The Issues The issues in this case are the following: 1. Whether the warrantless arrest and warrantless search and seizure were illegal under Section 5, Rule 113 of the 1985 Rules on Criminal Procedure; Whether respondents are civilly liable for damages under Articles 32(4) and (9) of the Civil Code; and Whether the findings in the administrative case against petitioner are conclusive in this case. The Ruling of this Court The petition has no merit. Application of Section 5, Rule 113 of the 1985 Rules on Criminal Procedure Petitioner alleges that his arrest and the search were unlawful under Section 5, Rule 113 of the 1985 Rules on Criminal Procedure. Petitioner alleges that for the warrantless arrest to be lawful, the arresting officer must have personal knowledge of facts that the person to be arrested has committed, is actually committing, or is attempting to commit an offense. Petitioner alleges that the alleged shooting incident was just relayed to the arresting officers, and thus they have no personal knowledge of facts as required by the Rules. We do not agree. Section 5, Rule 113 of the 1985 Rules on Criminal Procedure states: Sec. 5. Arrest without warrant; when lawful.
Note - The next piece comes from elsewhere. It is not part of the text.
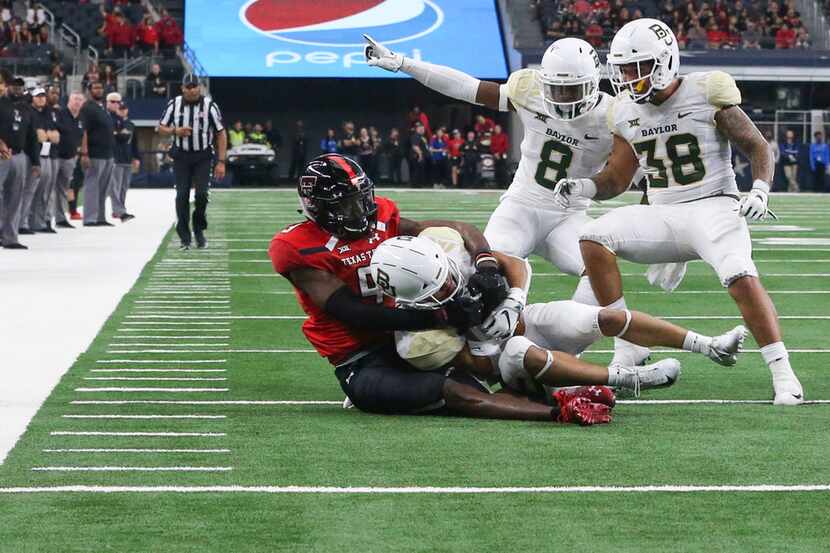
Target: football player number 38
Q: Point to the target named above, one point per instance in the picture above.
(556, 158)
(683, 151)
A peace officer or a private person may, without a warrant, arrest a person: (a) When, in his presence, the person to be arrested has committed, is actually committing, or is attempting to commit an offense; (b) When an offense has in fact just been committed and he has personal knowledge of facts indicating that the person to be arrested has committed it; and (c) When the person to be arrested is a prisoner who has escaped from a penal establishment or place where he is serving final judgment or temporarily confined while his case is pending, or has escaped while being transferred from one confinement to another.

2.

3.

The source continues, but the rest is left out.